MPRA Paper from University Library of Munich, Germany

Abstract: Let S be a set of logically related propositions, and suppose a jury must decide the truth/falsehood of each member of S. A `judgement aggregation rule' (JAR) is a rule for combining the truth valuations on S from each juror into a collective truth valuation on S. Recent work has shown that there is no reasonable JAR which always yields a logically consistent collective truth valuation; this is referred to as the `Doctrinal Paradox' or the `Discursive Dilemma'. In this paper we will consider JARs which aggregate the subjective probability estimates of the jurors (rather than Boolean truth valuations) to produce a collective probability estimate for each proposition in S. We find that to properly aggregate these probability estimates, the JAR must also utilize information about the private information from which each juror generates her own probability estimate.
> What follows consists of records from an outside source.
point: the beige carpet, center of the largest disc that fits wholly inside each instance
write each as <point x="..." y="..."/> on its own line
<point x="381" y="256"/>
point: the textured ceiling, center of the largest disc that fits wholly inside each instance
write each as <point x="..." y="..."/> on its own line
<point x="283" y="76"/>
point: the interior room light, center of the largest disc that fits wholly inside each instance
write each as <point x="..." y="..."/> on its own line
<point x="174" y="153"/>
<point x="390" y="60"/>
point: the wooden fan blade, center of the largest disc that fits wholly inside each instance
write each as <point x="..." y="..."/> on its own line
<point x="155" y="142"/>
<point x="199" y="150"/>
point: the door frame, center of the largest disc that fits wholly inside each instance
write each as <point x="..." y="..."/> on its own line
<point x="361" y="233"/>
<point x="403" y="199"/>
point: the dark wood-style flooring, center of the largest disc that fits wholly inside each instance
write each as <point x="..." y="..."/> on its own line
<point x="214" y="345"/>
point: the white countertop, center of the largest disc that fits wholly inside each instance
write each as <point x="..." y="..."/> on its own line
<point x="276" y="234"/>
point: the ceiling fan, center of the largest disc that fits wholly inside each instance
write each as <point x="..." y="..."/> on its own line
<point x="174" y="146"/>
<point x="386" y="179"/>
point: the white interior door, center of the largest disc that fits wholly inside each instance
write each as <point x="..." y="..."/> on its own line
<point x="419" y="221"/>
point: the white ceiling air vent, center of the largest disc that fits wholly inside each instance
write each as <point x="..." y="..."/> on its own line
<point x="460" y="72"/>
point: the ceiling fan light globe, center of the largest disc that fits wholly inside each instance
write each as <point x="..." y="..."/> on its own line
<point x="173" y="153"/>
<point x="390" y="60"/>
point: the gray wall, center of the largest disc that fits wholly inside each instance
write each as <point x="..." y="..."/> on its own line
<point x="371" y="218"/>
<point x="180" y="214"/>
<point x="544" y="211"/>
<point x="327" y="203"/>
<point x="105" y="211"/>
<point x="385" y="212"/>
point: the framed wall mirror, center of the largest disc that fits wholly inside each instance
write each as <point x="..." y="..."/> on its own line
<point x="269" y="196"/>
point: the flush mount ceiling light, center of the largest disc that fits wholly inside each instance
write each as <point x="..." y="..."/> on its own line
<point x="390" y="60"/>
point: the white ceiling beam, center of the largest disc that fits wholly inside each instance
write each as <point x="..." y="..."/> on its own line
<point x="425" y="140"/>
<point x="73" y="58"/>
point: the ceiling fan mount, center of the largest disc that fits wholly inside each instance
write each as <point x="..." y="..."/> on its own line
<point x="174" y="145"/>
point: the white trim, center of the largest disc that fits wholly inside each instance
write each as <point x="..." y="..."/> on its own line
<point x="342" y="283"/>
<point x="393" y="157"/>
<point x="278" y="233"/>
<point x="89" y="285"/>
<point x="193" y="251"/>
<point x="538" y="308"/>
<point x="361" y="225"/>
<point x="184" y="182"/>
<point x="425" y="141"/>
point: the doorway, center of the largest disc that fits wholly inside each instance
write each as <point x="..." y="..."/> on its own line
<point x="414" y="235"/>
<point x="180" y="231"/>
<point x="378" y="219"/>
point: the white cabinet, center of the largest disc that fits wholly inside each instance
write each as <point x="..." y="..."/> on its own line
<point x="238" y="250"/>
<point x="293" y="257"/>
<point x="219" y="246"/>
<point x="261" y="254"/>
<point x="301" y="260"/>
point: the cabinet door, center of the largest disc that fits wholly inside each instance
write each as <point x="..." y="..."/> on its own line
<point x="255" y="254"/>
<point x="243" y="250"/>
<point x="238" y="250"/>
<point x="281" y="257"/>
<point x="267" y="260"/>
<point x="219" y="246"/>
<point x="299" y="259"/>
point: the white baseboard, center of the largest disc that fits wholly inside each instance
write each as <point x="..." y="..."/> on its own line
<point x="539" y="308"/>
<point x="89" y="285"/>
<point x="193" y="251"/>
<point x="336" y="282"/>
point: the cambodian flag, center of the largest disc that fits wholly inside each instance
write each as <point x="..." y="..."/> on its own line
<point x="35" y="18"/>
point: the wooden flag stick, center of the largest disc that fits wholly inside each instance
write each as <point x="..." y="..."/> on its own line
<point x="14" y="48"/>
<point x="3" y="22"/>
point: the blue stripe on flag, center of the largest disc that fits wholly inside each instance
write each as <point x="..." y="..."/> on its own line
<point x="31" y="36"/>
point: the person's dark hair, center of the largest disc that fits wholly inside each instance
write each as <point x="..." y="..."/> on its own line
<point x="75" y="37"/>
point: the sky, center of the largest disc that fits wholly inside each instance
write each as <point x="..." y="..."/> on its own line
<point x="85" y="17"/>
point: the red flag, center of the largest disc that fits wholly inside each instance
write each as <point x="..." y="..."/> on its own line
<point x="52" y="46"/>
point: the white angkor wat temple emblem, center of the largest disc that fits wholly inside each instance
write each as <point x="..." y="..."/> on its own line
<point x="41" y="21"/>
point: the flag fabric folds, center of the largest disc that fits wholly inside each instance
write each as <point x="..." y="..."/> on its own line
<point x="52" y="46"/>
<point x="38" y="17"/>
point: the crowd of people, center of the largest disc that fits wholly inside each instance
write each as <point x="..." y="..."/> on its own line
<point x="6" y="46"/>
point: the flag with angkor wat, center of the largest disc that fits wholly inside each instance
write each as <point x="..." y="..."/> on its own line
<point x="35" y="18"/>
Keywords: discursive dilemma; doctrinal paradox; judgement aggregation; statistical opinion pool; interactive epistemology; common knowledge; epistemic democracy; deliberative democracy (search for similar items in EconPapers)
JEL-codes: D71 D83 (search for similar items in EconPapers)
Date: 2008-04-23
New Economics Papers: this item is included in nep-cdm
References: View references in EconPapers View complete reference list from CitEc
Citations: View citations in EconPapers (2)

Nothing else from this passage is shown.